Aspire: X-Dreamer II, Continued
Checking in with a low MSRP of only $79.00 US, the X-Dreamer II from Aspire attempts to deliver an interesting blend of what consumers want at a price they can afford. Certainly the quality of the X-Dreamer II case is not what you would find in an aluminum chassis at twice the price. Weighing in at just less than 20 pounds, the X-Dreamer II is not going to be in the same class with other high-end cases. Still, it does do many things well, when the affordable price is factored in. Looking at the inside of the X-Dreamer II it is obvious that we have almost taken a trip back in time. The construction is quite a bit different from what will be found in other cases that are pricier. There is a demand for more cost effective case solutions, and the X-Dreamer II fits well into that category. During our examination of the X-Dreamer II we did find several glitches that might be deal breakers for some, but overall the case really is not a bad offering for the price.
A look at the inside of the X-Dreamer II.
The X-Dreamer II uses a variety of construction techniques. These techniques consist mostly of rounded and folded edges with a clean type finish. While this case is somewhat cramped inside, it was reasonably easy to assemble.
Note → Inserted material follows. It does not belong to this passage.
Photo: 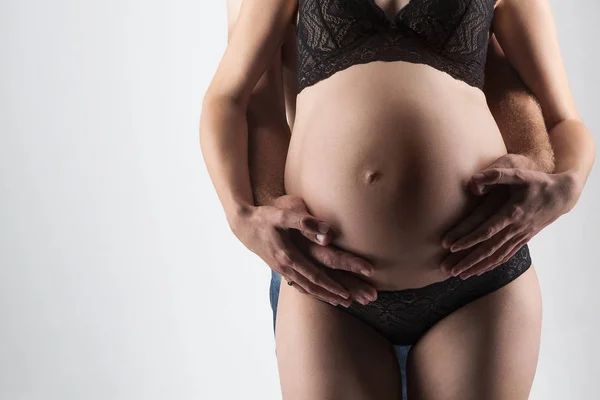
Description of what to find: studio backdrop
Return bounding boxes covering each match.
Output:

We encountered significant bend and some twist in the X-Dreamer II. Aspire has attempted to combat some of the lack of structural sturdiness by using a series of l-shaped brackets in the corners of the case. Overall, the construction quality is fair. Given Aspire's choice of materials it is understandable how this case was built.
One of the highlights of the X-Dreamer II is Aspire's use of bezel bay covers to hide the optical drive bezels as well as the floppy drive bezel. While black floppy drives are fairly common, as are black optical drives, the need for these bezels is more to present a uniform appearance than anything else. The quality of the optical drive bezels was fairly good. After installing our optical drive we continuously opened and closed the drive to get an idea of the door action. The bezel, for the most part, was more than acceptable; however, we judged the spring action to be somewhat weak. The floppy bezel cover, however, was a different story. We had some difficulty getting it to line up properly and experienced some "hangs" during the floppy eject process. Inherently, getting the floppy bezels to fit well is somewhat more difficult than the optical drive bezels. Overall, we were satisfied with the results.